Reste aussi que les systèmes lidar professionnels doivent répondre à des exigences très strictes, notamment pour les applications automobiles. Un faisceau de forte puissance et de faible divergence est notamment nécessaire pour résoudre avec précision une scène. Par exemple, la résolution d'un objet de 10 cm situé à 100 m nécessite un réseau OPA fonctionnant à une longueur d'onde de 1 µm avec un circuit composé d'au moins 1 000 antennes, espacées chacune de 1 µm, indique le laboratoire grenoblois. Par conséquent, le développement d’OPA à grand nombre de canaux est indispensable pour que soient commercialisés à terme des systèmes lidar reposant sur des réseaux à phase optique.

Selon Sylvain Guerber, un OPA intégré sur une puce avec un balayage de faisceau à état solide peut être produit en tirant parti des avantages d'une plate-forme photonique sur silicium mature. Cependant, ce n'est qu’une première étape vers un OPA entièrement fonctionnel car le balayage du faisceau nécessite un étalonnage préalable. En raison du nombre élevé d'antennes optiques requises, ce processus d'étalonnage peut prendre un temps considérable, ce qui est incompatible avec un déploiement massif d'une technologie.

Aussi l'équipe du CEA-Leti a-t-elle développé ce qui serait le premier dispositif de caractérisation d’un OPA au niveau de la tranche de silicium, une étape importante vers l'industrialisation de lidars à OPA. En outre, le laboratoire a mis au point des algorithmes génétiques inspirés de la théorie de l'évolution de Darwin pour calibrer rapidement et de manière fiable les OPA à grand nombre de canaux. Ces algorithmes, assure le CEA-Leti, permettent un étalonnage jusqu'à 1 000 fois plus rapide que les algorithmes précédemment utilisés.

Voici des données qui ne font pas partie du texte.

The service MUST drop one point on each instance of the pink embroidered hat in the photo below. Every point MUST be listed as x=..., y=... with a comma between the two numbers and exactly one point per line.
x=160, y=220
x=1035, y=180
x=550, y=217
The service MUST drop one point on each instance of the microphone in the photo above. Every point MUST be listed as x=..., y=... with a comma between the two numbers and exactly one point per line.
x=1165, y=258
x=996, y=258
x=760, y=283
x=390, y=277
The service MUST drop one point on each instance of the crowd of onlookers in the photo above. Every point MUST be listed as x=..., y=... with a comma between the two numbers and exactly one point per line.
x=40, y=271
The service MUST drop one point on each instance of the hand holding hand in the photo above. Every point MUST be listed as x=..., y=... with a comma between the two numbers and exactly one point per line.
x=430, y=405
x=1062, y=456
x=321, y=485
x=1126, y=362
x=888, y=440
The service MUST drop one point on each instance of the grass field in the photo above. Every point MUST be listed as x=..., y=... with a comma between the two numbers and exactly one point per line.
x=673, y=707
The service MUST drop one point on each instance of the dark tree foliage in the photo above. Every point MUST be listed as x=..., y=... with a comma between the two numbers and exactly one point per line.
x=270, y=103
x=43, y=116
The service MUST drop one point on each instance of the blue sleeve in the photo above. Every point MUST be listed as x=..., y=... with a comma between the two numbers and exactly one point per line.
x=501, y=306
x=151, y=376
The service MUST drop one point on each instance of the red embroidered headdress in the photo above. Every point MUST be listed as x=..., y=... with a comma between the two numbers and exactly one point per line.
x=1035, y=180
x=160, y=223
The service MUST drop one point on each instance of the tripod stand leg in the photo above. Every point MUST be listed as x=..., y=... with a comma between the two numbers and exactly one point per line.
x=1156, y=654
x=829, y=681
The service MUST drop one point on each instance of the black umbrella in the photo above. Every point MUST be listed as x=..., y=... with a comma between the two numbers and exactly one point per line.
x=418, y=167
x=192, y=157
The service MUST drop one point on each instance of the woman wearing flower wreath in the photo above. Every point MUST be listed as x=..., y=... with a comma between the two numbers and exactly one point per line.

« Il existe encore beaucoup de défis à relever pour enclencher une adoption commerciale large de la technologie lidar par l’industrie automobile et d’autres marchés, en particulier au niveau système, prévient toutefois Sylvain Guerber. Un lidar est composé de nombreux éléments dont un laser, un driver électronique, un système de balayage de faisceau de type OPA, un détecteur et une capacité de traitement des données. Tous doivent collaborer étroitement, l'OPA n'est qu'une partie de l’ensemble. » A suivre donc.